4. Oversized clothes

Source: Jim Smeal | Ron Galella Collection | Getty Images

Listen, I know what you’re going to say: Surely, the popularization of baggy clothing was created by a man. To that I say, yes—but only for men. Baggy clothes for women? We can thank my personal heroes, the women of TLC, for taking male-dominated, oversized styles and making them cool for women to wear.

Alongside icons like Aaliyah, TLC made an otherwise masculine trend feminine and even gender ambiguous. Sometimes, they’d rock entirely loose fits while other times, they paired baggy bottoms with bra tops, leading us to Aaliyah’s iconic Tommy Hilfiger look

The loose-fitting, matching sweatsuits you’re wearing this winter? You can thank Black women for making it cool.

 

5. Cornrows, edges, weaves, and protective styles

Source: John Lamparski | WireImage

This one is bittersweet for me (and I assume a lot of other Black women). It’s hard to watch something that you were made fun of for or self-conscious about become heralded as a trend because people with lighter complexions say it’s cool. Honestly, that’s the case for a lot of trends on this list, but this one hits harder.

As little girls, we were teased about our cornrows, told that our edges were too “extra,” and told that we should stop wearing weaves and rock our natural hair—but then that our natural hair was ugly. Even through all of that, we made our hair our art and lifted each other up for our resilience and creativity.

Now, because Kylie Jenner, Gigi Hadid, Kim Kardashian, Ariana Grande, and other non-Black celebrities have sported these styles, they’ve become palatable, and that’s hurtful.  Our hair has been our expression for so long, but it’s also been a source of stereotyping and ultimately our criminalization.

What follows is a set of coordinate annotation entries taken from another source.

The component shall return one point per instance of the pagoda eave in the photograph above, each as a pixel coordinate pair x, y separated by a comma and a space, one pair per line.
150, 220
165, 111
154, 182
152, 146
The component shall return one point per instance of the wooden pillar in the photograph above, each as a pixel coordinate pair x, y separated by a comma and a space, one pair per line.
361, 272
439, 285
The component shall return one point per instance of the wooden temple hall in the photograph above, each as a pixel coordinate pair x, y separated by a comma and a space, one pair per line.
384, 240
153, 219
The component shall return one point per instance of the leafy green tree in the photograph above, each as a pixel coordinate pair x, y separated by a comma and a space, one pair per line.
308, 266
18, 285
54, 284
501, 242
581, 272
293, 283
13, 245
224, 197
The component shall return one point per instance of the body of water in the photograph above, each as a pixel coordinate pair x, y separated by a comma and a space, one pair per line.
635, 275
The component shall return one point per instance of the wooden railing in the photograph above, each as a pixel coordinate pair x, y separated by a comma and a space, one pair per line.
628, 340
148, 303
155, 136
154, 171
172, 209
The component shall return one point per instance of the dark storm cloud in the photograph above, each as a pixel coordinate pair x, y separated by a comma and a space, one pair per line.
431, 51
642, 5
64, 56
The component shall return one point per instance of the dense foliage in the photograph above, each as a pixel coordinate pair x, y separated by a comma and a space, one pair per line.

I say this not for sympathy but to make sure that we can have honest conversations about the way that Black women, their hair, and their style are treated in comparison to their non-POC counterparts.

 

6. Chain mail

Source: Frank Micelotta | ImageDirect

If you’re like me, you didn’t know this trend had a name. I’ve shamelessly Googled “droopy, sparkly top” more times than I care to admit in search of one of these tops or dresses (To be honest, I’ve yet to work up the courage to buy and wear one, but there’s a lot of time left in 2022).

There’s little dispute over whether a Black woman started this trend and more controversy over which Black woman started it. Most would point to Aaliyah in her iconic Try Again music video; however, some credit LisaRaye McCoy as the first to rock the look.

While it’s hard to identify who may have been the first, we know these two have no chance of being the last.

 

While these are a few trends that were started by Black women, there are countless more.

I pray that we’ll continue to build a society where identities unite us rather than divide us.  While I wait for that hopeful future, I recognize that society will always see me as Black and a woman—and probably in that order—before even asking my name. That’s fine—I continue to be so proud to be a Black woman. To stand on the shoulders of such intelligent, creative, beautiful ancestors is an honor.